Institutional differences intensify: bulls are leaping forward, while bears are on the verge of ongoing battle
When Wells Fargo, Barclays and Deutsche Bank have raised the S&P 500 target price, and are optimistic about the three pillars of resilient profit, artificial intelligence investment cycle and policy relaxation, the voice of caution is also loud.
Citi, Fundstrat and EvercoreISI warn that overvalued valuations, weaker market breadth and rising volatility in technology stocks could make the road rough in the near future.
Bill Smead, chief investment officer of Smead Capital Management, has a sharper metaphor: "70% of the S&P 500 index is dominated by the Big S&P, and the remaining 30% are barely maintained by the Seven Knights of the Doomsday of Technology. When market concentration reaches such an extreme level, it often indicates huge risks."
The Big S&P leads the rise (70% of the S&P 500 weight) drives the expansion of US stock market value, international investors exchange US dollars to participate in the market, increasing demand for US dollars in the short term. If the bubble continues, the US dollar may strengthen unexpectedly.

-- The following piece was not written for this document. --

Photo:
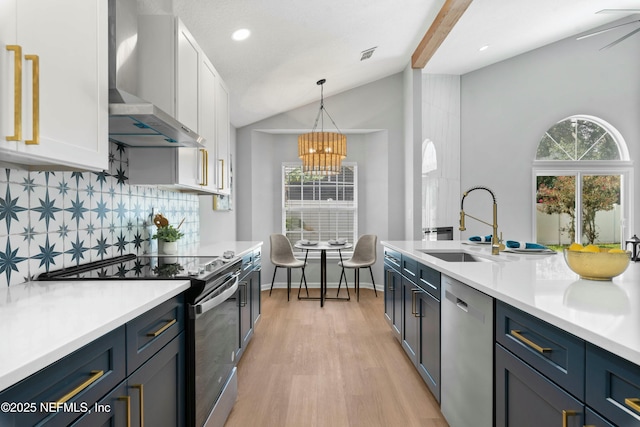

In this AI-driven market, the showdown between bulls and bears has just reached its climax. While enjoying the "honeymoon market", investors may need to wear seat belts and prepare for the inevitable fluctuation.
The above content is all about "[XM Foreign Exchange Decision Analysis]: US stocks are rising but have a great risk. How will the market start with interest rate cuts affect the trend of the US dollar?", which was carefully xmspot.compiled and edited by the editor of XM Foreign Exchange. I hope it will be helpful to your trading! Thanks for the support!